Thursday, March 19, 2020

Why is COVID-19 proving so much worse than SARS?

So, here's the next in my short occasional series of Asking the Hard Questions About COVID-19 (or at least trying to plug some of the more glaring holes in my understanding of it).
COVID-19 is, in the scheme of things, a similar disease to the SARS outbreak of 2003, and supposedly we are better prepared for it. And yet here we all are in lockdown for weeks, possibly months, to come. Borders are closed, flights cancelled, social distancing is the norm, all live entertainment and many stores have been closed down indefinitely, and governments are throwing trillions of dollars at supporting the world's teetering economy. SARS, on the other hand, lasted about three months in total (or at least its main period did), and, while we all took some precautions, hardly anything closed, and the world's economy did not crumble. Panic and existential gloom did not pervade the world.
As of March 19th, COVID-19 has already infected at least 220,000 worldwide in 137 countries (double the number of less than two weeks ago), and nearly 9,000 have already died, with no end or let-up in sight, while SARS infected a mere 8,000 in 26 countries, with 774 deaths in total. And remember how bad we thought SARS was at the time!
So, what makes COVID-19 so much worse?
My first thought was the R0 or "basic reproduction number", i.e. the number of new cases an infected person will cause during their infectious period, a measure of the transmissibility and intensity of a disease. Many people (even some "experts") seem to believe that COVID-19 is much more transmissible than SARS. My pretty well-informed wife, certainly, was under the impression that COVID-19 is much more infectious and virulent than SARS. But it turns out that best estimates for the R0 for COVID-19 is somewhere between 1.5 and 3.5 (other ranges I have seen are anywhere from 1.4 to 3.9 - this is a contentious issue). The SARS pandemic had a R0 of 2.75 in its early stages, falling to less than 1.0 just a month or two later (ranges for this are between 2 and 5 - like I say, contentious). Most people (like this Nature article, for example) seem to be going with a R0 of 2 - 2.5 for COVID-19 and 2 - 4 for SARS. Either way, COVID-19 is clearly not significantly more virulent than SARS, and probably less so.
As for the deaths rates, SARS resulted in a horrific 10% death rate, while COVID-19 appears to be settling around 4%, probably less if all cases are included - bad enough, but not even close to SARS (the MERS coronavirus outbreak of 2012 had a death rate of 34%!).
Incubation period, then? The median incubation period for COVID-19 is about 5 days, with a range of anywhere from 2 to 15 days, not dissimilar to that of SARS.
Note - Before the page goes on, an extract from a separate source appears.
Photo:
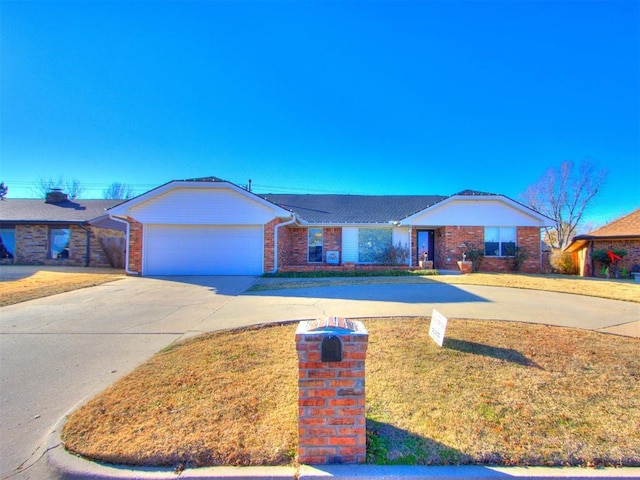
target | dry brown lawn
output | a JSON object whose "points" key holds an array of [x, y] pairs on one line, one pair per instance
{"points": [[44, 283], [498, 392]]}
So, what else? An article in The Lancet offers a few theories (although it too assumes a higher transmissibility rate):
  • the epicentre of the COVID-19 infection, Wuhan, China, is a denser, and more open, trade-orientated  city than the epicentre of the SARS outbreak (Guangdong province) -personally I find this particular factor inconvincing: SARS actually started in the huge, bustling city of Guangzhou; 
  • the Chinese people in general are much more mobile than they were 17 years ago, as are the populations of other countries that were instrumental in spreading it around the world (particularly Iran and Italy);  
  • in fact, the whole world is much more interconnected than it was 17 years ago;; 
  • at the time of the initial COVID-19 outbreak, many people were already on the move because of Chinese New Year and Spring Festival; 
  • probably most importantly, mild and asymptomatic cases are much more common with COVID-19 than SARS, and transmission appears to peak during the early stages when it is much  more difficult to spot, whereas for SARS the "peak viral shedding" period was after patients were already quite ill and therefore easily identifiable; 
  • for the same reason, there are many more unknown contacts, and therefore much more community transmission, with COVID-19, whereas transmission of SARS was largely within a (relatively manageable) hospital environment.
Sounds convincing to me. Depressing, but convincing.